The present invention relates to an immersion nozzle to be used for pouring molten steel in continuous casting of steel.
The immersion nozzle usually has two delivery ports formed in the left and right at around a lower end of a nozzle bore thereof. Because flow rate control is carried out by reducing the nozzle-bore area, such as in a sliding plate or upper nozzle during casting, the immersion nozzle has an inner diameter of nearly 1.1 to 3 times the reduced-bore area. Due to this, there is a tendency that the molten steel falling from the plate or upper nozzle deviates in its flow center, to cause flow deviation such that the molten-steel flow through the nozzle bore deviates to one side. As a result, there are cases that molten steel does not flow out equivalently in the left and right through the delivery ports. The deviation at the delivery ports prevents molten steel from homogeneously solidifying within a mold, resulting in an uneven structure in the solidified cast piece.
FIG. 17 is an example of a device for flow-rate control by sliding a middle plate 81 of a sliding plate device 80 comprising three plates, wherein the sliding direction is perpendicular to the delivery port 82. In this example, although the molten steel flow deviates as indicated by the arrow, it is used with the intention that, because the direction of deviated flow is in perpendicular direction to the delivery port 82, the delivery flow at the nozzle delivery port might be free from deviation. However, actually deviation occurs also in the delivery flow at the delivery port.
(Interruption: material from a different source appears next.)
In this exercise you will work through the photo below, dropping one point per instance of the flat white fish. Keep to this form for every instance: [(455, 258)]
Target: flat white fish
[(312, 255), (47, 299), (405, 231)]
The cause of this is considered to be that because the flow deviation caused by sliding the hole of the middle plate 81 could be twisted during falling through the nozzle bore 83, deviation would be caused in the delivery flow at the delivery port 82.
Meanwhile, Japanese Patent Laid-Open Publication No. 11-123509 describes that the provision of a step structure in an immersion-nozzle bore makes it possible to prevent the immersion nozzle from being clogged due to alumina deposition and further flow deviation in the immersion-nozzle bore from occurring thus making the in-pipe flow velocity even.
However, according to the test repeated with water model experiments by the present inventors, it has been found that a step does not completely prevent against flow deviation in the delivery flow resulting from flow deviation through the immersion-nozzle bore caused by a sliding nozzle, stopper or the like for controlling the flow rate of molten metal from the tundish to the immersion nozzle.
The present invention is, in an immersion nozzle to be used for steel continuous casting, a flow-deviation preventing immersion nozzle, shown in the following (1) to (6) descriptions, for preventing flow deviation in a delivery flow resulting from the flow deviation in the bore region.
(1) A flow-deviation preventing immersion nozzle as an immersion nozzle having opposite two delivery ports has one or more bore reduced portions at above the delivery port in a bore, wherein the bore reduced portion closest to the delivery port is an elliptic bore reduced portion having a bore form of an ellipse in horizontal section, and an elongate direction of the ellipse is nearly parallel with a direction of the delivery port.
(2) A flow-deviation preventing immersion nozzle according to (1), wherein a bore elliptic reduced portion having an ellipse having an elongate direction nearly parallel with the direction of the delivery port is provided as a bore reduced portion second closest to the delivery port.
(3) A flow-deviation preventing immersion nozzle according to (1) or (2), wherein the uppermost bore reduced portion is a bore elliptic reduced portion having an ellipse in a direction perpendicular to a slide direction of a plate.
(4) A flow-deviation preventing immersion nozzle according to (1), (2) or (3), wherein the bore in other than the bore reduced portions is nearly circular in section thereof.
(5) A flow-deviation preventing immersion nozzle according to (1), (2), (3) or (4), wherein a lower end surface of the bore elliptic reduced portion closest to the delivery port is 0.3H-2H of a delivery port height H of from an upper end of the delivery port.
(6) A flow-deviation preventing immersion nozzle according to (1), (2), (3) or (4), wherein a lower end surface of the bore elliptic reduced portion closest to the delivery port is 0.3H-2H of a delivery port height H of from an upper end of the delivery port, the spacing to the upper bore elliptic reduced portion being 0.3D-2D of a diameter D of the bore, and moreover a length of each bore reduced portion being 0.5D-5D.